About Institutional Venture Partners (IVP):
With more than $2.2 billion of committed capital, Institutional Venture Partners (IVP) is one of the premier later-stage venture capital firms in the United States. Founded in 1980, IVP has invested in over 200 companies with 85 IPOs and more than 50 strategic acquisitions of its portfolio companies. IVP has a 28-year IRR of 43.2% which is more than double the industry average. IVP specializes in venture growth investments, industry rollups, founder liquidity, and select public market transactions. Since its inception, IVP has invested in such notable companies as ArcSight (ARST), Ask Jeeves (IACI), Aspect Communications (ASPT), At Road (ARDI), Business.com (RHD), Clarify (CLFY), ComScore (SCOR), Concur Technologies (CNQR), Danger (MSFT), Digital River (DRIV), Form Factor (FORM), Foundry Networks (FDRY), Juniper Networks (JNPR), LSI Logic (LSI), Mobile 365 (SY), MySQL (JAVA), Netflix (NFLX), Polycom (PLCM), Quigo (AOL), Seagate (STX), Synchronoss (SNCR), Tivo (TIVO), and Websense (WBSN).
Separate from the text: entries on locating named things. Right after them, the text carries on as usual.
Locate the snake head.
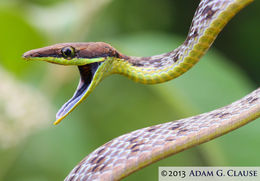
[23,42,120,125]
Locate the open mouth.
[54,62,102,124]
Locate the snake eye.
[61,47,75,59]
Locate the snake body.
[21,0,260,181]
[65,88,260,181]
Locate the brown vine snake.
[24,0,260,181]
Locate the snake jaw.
[54,62,102,125]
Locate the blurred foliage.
[0,0,260,181]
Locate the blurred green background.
[0,0,260,181]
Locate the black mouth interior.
[56,62,101,119]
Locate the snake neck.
[112,0,252,84]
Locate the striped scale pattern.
[65,0,260,181]
[113,0,252,84]
[65,88,260,181]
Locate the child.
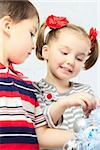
[0,0,77,150]
[36,15,98,131]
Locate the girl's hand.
[61,92,96,112]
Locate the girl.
[36,15,98,137]
[0,0,74,150]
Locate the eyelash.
[30,32,34,37]
[77,58,83,61]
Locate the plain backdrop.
[16,0,100,99]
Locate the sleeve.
[33,85,47,128]
[33,82,62,128]
[85,85,95,96]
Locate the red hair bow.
[89,27,97,42]
[46,15,69,29]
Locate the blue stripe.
[0,136,38,144]
[0,76,33,88]
[0,85,36,99]
[0,126,36,135]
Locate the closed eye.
[61,51,68,55]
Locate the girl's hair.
[36,23,99,70]
[0,0,39,22]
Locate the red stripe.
[0,91,39,107]
[0,72,32,84]
[0,120,35,128]
[0,143,40,150]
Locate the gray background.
[16,0,100,99]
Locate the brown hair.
[36,23,99,70]
[0,0,39,22]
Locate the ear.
[1,16,13,35]
[42,45,49,60]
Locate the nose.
[66,55,75,66]
[32,38,36,49]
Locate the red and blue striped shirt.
[0,64,46,150]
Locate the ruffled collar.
[0,63,23,76]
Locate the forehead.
[58,29,90,45]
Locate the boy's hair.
[36,23,99,70]
[0,0,39,22]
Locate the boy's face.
[7,17,38,64]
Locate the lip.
[28,52,31,55]
[60,66,73,74]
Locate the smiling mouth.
[60,66,73,73]
[28,53,31,55]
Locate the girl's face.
[7,17,38,64]
[43,30,90,80]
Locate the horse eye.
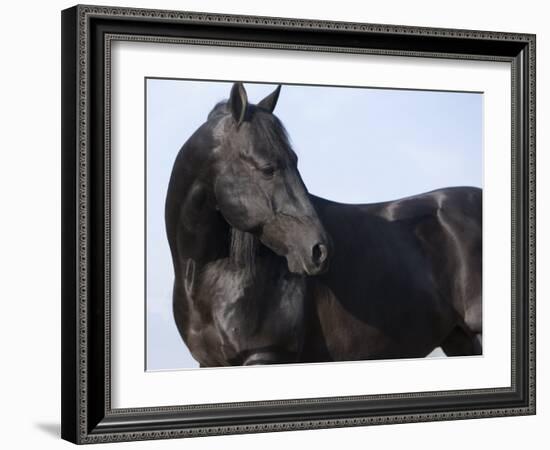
[260,166,275,178]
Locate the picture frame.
[61,5,536,444]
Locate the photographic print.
[61,5,536,444]
[145,78,483,371]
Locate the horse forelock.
[208,100,293,162]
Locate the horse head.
[205,83,329,275]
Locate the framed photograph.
[62,6,535,444]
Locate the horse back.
[306,187,481,359]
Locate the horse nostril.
[311,244,327,266]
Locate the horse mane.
[229,227,260,272]
[208,100,292,159]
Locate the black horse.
[165,83,482,367]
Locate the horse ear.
[258,85,281,112]
[229,83,248,126]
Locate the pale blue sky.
[146,79,483,370]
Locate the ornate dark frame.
[61,6,535,444]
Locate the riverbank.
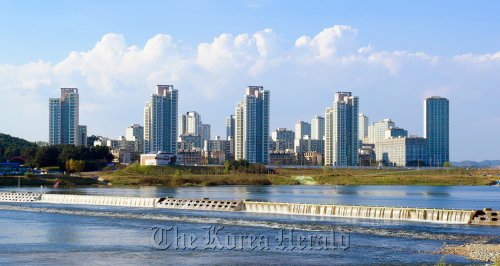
[83,166,500,186]
[0,175,103,186]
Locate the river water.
[0,186,500,265]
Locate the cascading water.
[0,192,492,225]
[41,194,159,207]
[243,201,476,224]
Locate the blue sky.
[0,1,500,160]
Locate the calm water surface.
[0,186,500,265]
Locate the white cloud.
[0,25,500,160]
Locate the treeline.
[0,133,38,163]
[0,134,114,172]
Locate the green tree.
[322,164,330,175]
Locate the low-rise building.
[204,151,229,165]
[304,152,323,165]
[269,151,298,165]
[358,143,377,166]
[141,151,182,165]
[375,136,428,166]
[203,136,234,158]
[111,149,130,164]
[94,136,143,162]
[178,150,203,165]
[294,135,325,154]
[178,133,203,150]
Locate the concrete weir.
[243,201,476,224]
[0,192,42,202]
[0,192,500,226]
[155,198,242,211]
[40,194,159,207]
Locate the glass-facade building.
[325,92,359,166]
[235,86,271,164]
[424,96,450,167]
[144,85,179,153]
[311,116,325,140]
[49,88,87,145]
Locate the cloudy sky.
[0,1,500,161]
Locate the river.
[0,186,500,265]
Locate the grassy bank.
[90,165,500,186]
[0,175,102,186]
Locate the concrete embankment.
[0,192,500,226]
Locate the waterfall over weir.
[40,194,159,207]
[0,192,500,226]
[243,201,476,224]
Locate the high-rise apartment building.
[49,88,87,145]
[311,116,325,140]
[271,128,295,151]
[368,119,396,144]
[186,111,202,135]
[358,114,368,142]
[325,92,359,166]
[235,86,270,163]
[424,96,450,166]
[295,121,311,139]
[144,85,179,153]
[77,126,87,146]
[178,115,187,136]
[125,124,144,141]
[200,124,211,143]
[385,127,408,139]
[375,136,427,166]
[226,115,235,140]
[125,124,144,152]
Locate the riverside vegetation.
[88,160,500,186]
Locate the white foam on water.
[243,201,476,224]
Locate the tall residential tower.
[235,86,270,164]
[325,92,359,166]
[424,96,450,166]
[49,88,87,145]
[311,116,325,140]
[144,85,179,153]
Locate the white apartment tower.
[226,115,235,140]
[424,96,450,166]
[235,86,270,164]
[49,88,87,145]
[311,116,325,140]
[199,124,211,143]
[186,111,201,135]
[295,121,311,139]
[358,114,368,142]
[368,119,396,144]
[325,92,359,166]
[144,85,179,153]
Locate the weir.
[0,192,500,226]
[243,201,476,224]
[155,198,242,211]
[0,192,41,202]
[40,194,159,207]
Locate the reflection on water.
[0,186,500,210]
[0,186,500,265]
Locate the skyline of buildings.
[234,86,270,163]
[325,92,359,166]
[144,85,179,153]
[49,88,87,146]
[49,85,449,166]
[424,96,450,165]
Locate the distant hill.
[0,133,38,163]
[451,160,500,167]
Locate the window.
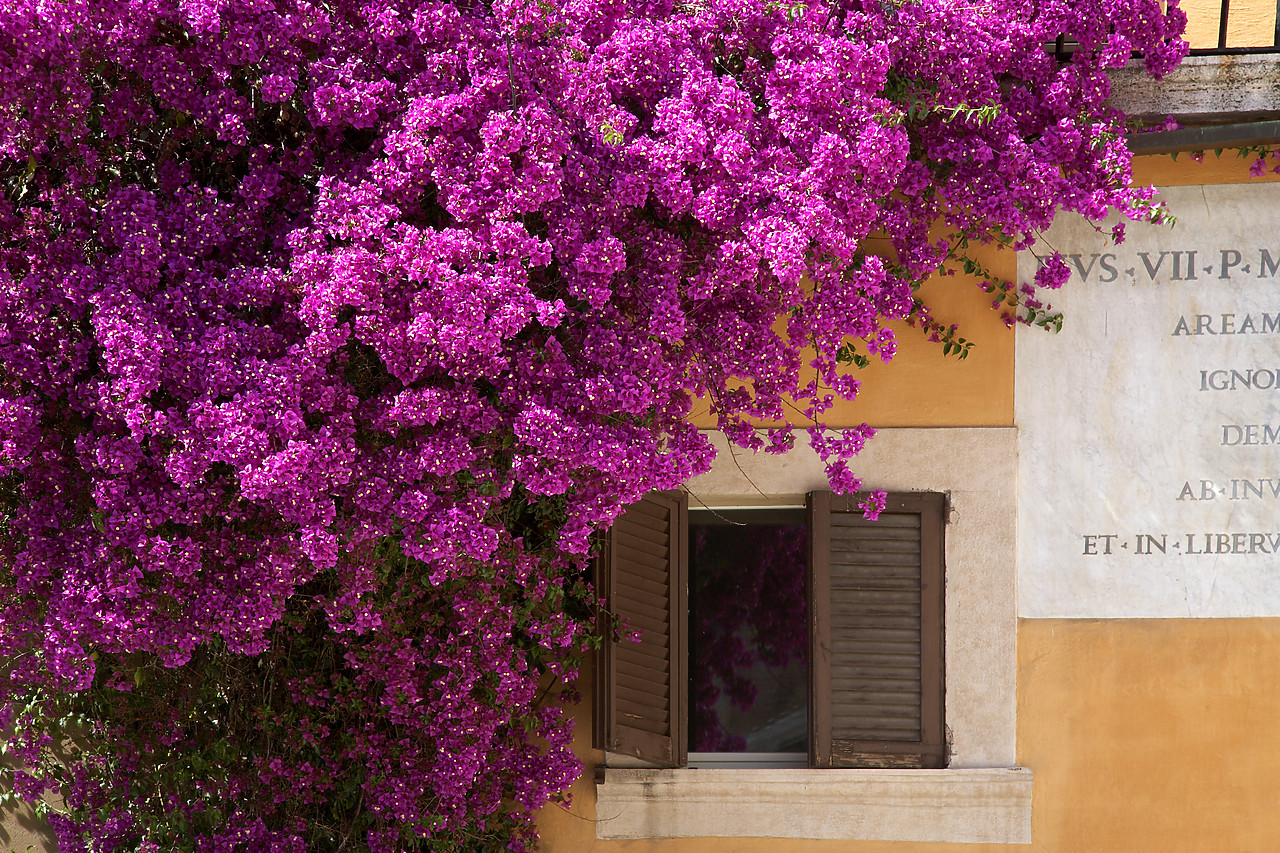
[595,492,947,767]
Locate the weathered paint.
[691,246,1016,428]
[541,619,1280,853]
[1018,619,1280,853]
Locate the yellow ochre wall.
[540,86,1280,853]
[543,619,1280,853]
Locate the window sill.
[595,767,1032,844]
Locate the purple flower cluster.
[0,0,1185,853]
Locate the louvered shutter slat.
[595,493,687,767]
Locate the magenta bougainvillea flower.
[0,0,1185,853]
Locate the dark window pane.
[689,508,809,752]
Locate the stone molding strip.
[595,767,1032,844]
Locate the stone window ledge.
[595,767,1032,844]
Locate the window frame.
[593,491,947,767]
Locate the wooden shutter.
[809,492,947,767]
[595,492,689,767]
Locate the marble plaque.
[1015,183,1280,617]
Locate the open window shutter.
[595,492,689,767]
[809,492,947,767]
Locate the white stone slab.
[1015,183,1280,617]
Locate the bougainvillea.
[0,0,1185,853]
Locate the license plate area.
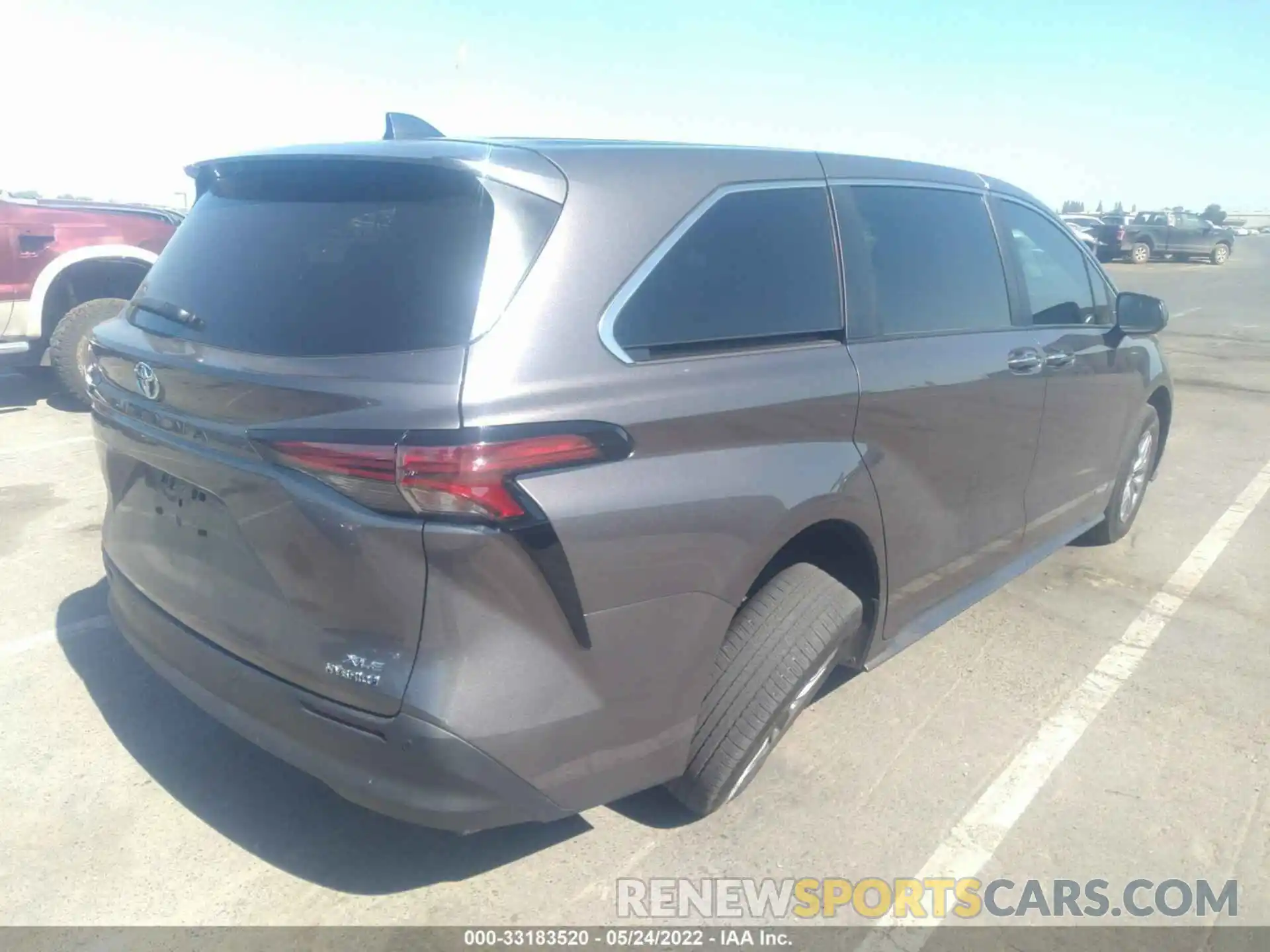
[141,466,221,538]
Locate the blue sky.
[10,0,1270,210]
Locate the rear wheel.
[48,297,128,404]
[667,563,864,816]
[1082,405,1160,546]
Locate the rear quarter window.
[613,186,842,360]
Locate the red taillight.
[268,433,606,520]
[398,434,601,519]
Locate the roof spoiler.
[384,113,444,139]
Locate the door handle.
[1045,350,1076,367]
[1006,346,1045,373]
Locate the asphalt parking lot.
[0,236,1270,926]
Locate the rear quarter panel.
[421,147,885,809]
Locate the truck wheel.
[1081,404,1160,546]
[667,563,864,816]
[48,297,128,406]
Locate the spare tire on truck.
[48,297,128,406]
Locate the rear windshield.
[132,160,494,357]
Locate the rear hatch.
[90,142,564,715]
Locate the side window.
[1085,262,1115,326]
[999,202,1096,324]
[833,185,1009,339]
[613,188,842,359]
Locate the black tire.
[1081,405,1160,546]
[48,297,128,405]
[667,563,864,816]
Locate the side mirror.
[1115,291,1168,334]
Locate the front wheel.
[48,297,128,406]
[667,563,864,816]
[1082,405,1160,546]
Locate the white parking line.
[0,436,94,456]
[857,462,1270,952]
[0,614,113,658]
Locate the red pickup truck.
[0,192,183,400]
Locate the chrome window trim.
[828,175,997,196]
[598,179,835,366]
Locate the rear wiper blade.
[132,297,203,330]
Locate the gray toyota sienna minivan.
[87,121,1172,830]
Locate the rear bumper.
[106,560,569,832]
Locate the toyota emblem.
[134,360,161,400]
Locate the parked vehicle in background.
[1117,212,1234,264]
[90,115,1172,835]
[1059,214,1103,230]
[1067,221,1099,254]
[1089,214,1129,264]
[0,192,182,401]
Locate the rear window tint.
[132,161,500,357]
[613,188,842,359]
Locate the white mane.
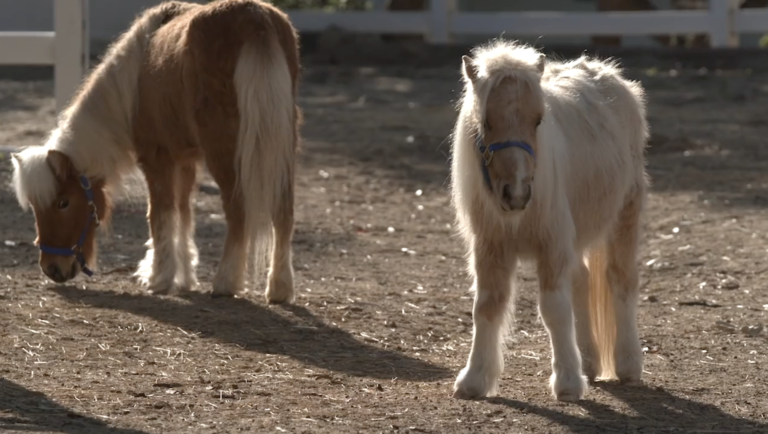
[13,5,171,209]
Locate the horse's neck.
[50,101,135,182]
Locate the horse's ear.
[461,55,477,83]
[46,149,75,181]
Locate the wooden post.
[709,0,740,48]
[53,0,89,113]
[427,0,458,44]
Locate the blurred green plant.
[208,0,370,11]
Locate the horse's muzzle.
[40,261,80,283]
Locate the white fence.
[290,0,768,48]
[0,0,89,111]
[0,0,768,109]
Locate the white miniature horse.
[451,41,648,401]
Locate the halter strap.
[38,175,101,276]
[475,135,536,191]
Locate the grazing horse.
[451,41,648,401]
[13,0,300,302]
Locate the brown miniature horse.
[13,0,300,302]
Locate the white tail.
[235,41,296,279]
[588,242,616,379]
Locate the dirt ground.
[0,55,768,434]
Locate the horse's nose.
[501,183,531,211]
[45,264,67,283]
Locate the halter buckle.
[88,202,101,227]
[482,146,493,166]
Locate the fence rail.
[0,0,89,111]
[0,0,768,110]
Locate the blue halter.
[39,176,101,276]
[476,135,536,191]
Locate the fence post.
[371,0,389,11]
[427,0,458,44]
[709,0,741,48]
[53,0,89,113]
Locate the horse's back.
[134,0,299,158]
[542,58,648,245]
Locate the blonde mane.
[461,40,544,132]
[13,2,194,208]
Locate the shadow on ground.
[487,383,768,434]
[52,286,451,381]
[0,378,144,434]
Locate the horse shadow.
[51,286,451,381]
[486,383,768,434]
[0,378,146,434]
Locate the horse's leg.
[266,175,294,303]
[453,242,517,399]
[606,193,643,383]
[573,256,600,381]
[207,158,249,297]
[139,157,177,294]
[176,162,198,291]
[538,248,587,401]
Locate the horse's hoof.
[453,368,497,399]
[550,373,587,402]
[147,284,176,295]
[557,391,582,402]
[264,279,293,304]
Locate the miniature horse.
[451,41,648,401]
[13,0,300,302]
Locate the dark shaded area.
[487,383,768,434]
[52,286,452,381]
[0,378,144,434]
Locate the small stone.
[715,321,736,333]
[741,324,763,338]
[720,276,741,290]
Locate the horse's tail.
[587,242,616,379]
[234,37,297,284]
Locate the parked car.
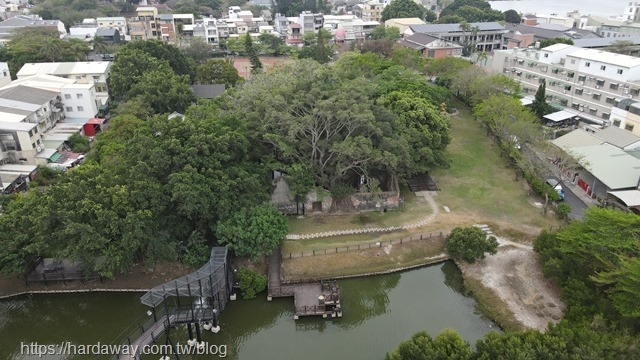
[545,178,564,200]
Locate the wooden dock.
[267,248,342,320]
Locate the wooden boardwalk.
[267,248,342,319]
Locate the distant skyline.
[489,0,629,18]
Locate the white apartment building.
[96,15,127,39]
[0,63,11,87]
[16,61,111,105]
[5,75,104,120]
[0,85,64,165]
[492,44,640,124]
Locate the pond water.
[0,262,497,360]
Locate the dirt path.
[459,242,565,331]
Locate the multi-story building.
[296,11,324,35]
[16,61,111,105]
[353,0,385,22]
[405,22,508,52]
[0,85,64,165]
[0,15,67,41]
[0,63,11,87]
[96,16,129,40]
[492,44,640,124]
[128,6,160,40]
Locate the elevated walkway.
[267,248,342,320]
[115,247,233,360]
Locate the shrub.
[557,203,571,219]
[445,226,498,263]
[237,268,267,299]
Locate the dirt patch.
[0,262,193,297]
[459,245,565,331]
[283,238,446,280]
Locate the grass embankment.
[283,238,444,279]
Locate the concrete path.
[287,191,440,240]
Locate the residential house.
[69,19,98,39]
[384,18,427,34]
[400,33,462,59]
[0,15,67,42]
[95,29,122,44]
[96,16,129,40]
[0,62,11,87]
[16,62,111,105]
[492,44,640,124]
[353,0,385,22]
[405,22,508,52]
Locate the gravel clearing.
[459,238,565,331]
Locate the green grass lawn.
[432,100,558,228]
[289,186,432,234]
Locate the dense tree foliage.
[534,208,640,326]
[237,268,267,299]
[196,59,242,87]
[380,0,427,22]
[2,27,90,76]
[230,54,450,189]
[444,226,498,263]
[216,204,287,260]
[0,104,268,276]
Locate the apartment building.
[16,61,111,105]
[96,16,129,40]
[404,22,508,52]
[0,85,64,165]
[492,44,640,124]
[353,0,385,22]
[0,63,11,87]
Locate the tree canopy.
[444,226,498,263]
[196,59,242,87]
[380,0,427,23]
[3,27,90,76]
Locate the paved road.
[550,176,587,219]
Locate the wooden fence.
[283,231,446,259]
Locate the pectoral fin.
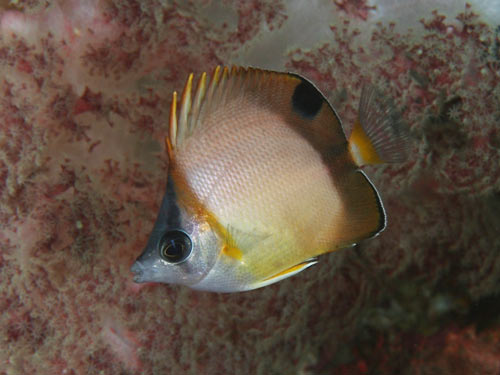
[252,258,318,289]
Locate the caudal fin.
[349,85,408,166]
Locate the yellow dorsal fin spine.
[166,91,177,159]
[188,72,207,136]
[176,73,193,145]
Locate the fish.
[131,66,408,293]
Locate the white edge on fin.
[252,258,318,289]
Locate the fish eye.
[159,230,193,263]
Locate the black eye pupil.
[160,230,193,263]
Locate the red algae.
[0,0,500,375]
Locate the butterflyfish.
[131,67,407,292]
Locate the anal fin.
[252,258,318,289]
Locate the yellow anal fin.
[254,258,318,289]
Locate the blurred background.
[0,0,500,375]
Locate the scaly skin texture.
[0,0,500,375]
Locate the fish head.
[131,178,222,286]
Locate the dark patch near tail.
[358,171,387,237]
[292,75,325,118]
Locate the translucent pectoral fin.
[253,258,318,289]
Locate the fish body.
[132,68,405,292]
IVP has offices in Menlo Park and San Francisco, California. For more information, visit www.ivp.com
About Redpoint Ventures:
Redpoint Ventures focuses on partnering with and funding innovative companies that have the potential to define, lead, and change industries. Redpoint partners have many decades of experience and success in technology investing; combined with this foundation, the firm is able to leverage a thriving network of entrepreneurs, partners, and industry experts to accelerate building market-leading companies. Redpoint (www.redpoint.com) was founded in 1999 by partners from two of the top firms in the venture capital industry and currently has over $2 billion under management. The firm is headquartered in Menlo Park, CA with offices in Los Angeles and Shanghai, China.
About Austin Ventures:
Austin Ventures (“AV”) has worked with talented entrepreneurs to build valuable companies for nearly 25 years. With $3.9 billion under management, AV is the most active venture capital and growth equity firm in Texas and one of the most established in the nation. With a focus on business services, information services, integrated media, computer and communications hardware, and enterprise software, AV invests at all stages of company development, from $100,000 “planned experiments” in early stage ideas to $100+ million investments in expansion rounds, minority recapitalizations, and buyouts of middle market growth companies. Visit www.austinventures.com for more information.
About Trident Capital:
Trident Capital is a leading venture capital and private equity firm with over $1.5 billion of capital under management, including $400 million raised in a recently closed Fund VI. Trident’s core investment focus has remained consistent since inception in 1993, focusing on investments in the business services, information services and software sectors across a variety of industries. Within the sector focus, the firm invests across multiple stages, including traditional venture capital investing as well as investments in micro-cap public companies, buyouts and consolidation platforms. Trident has made 120 investments since inception.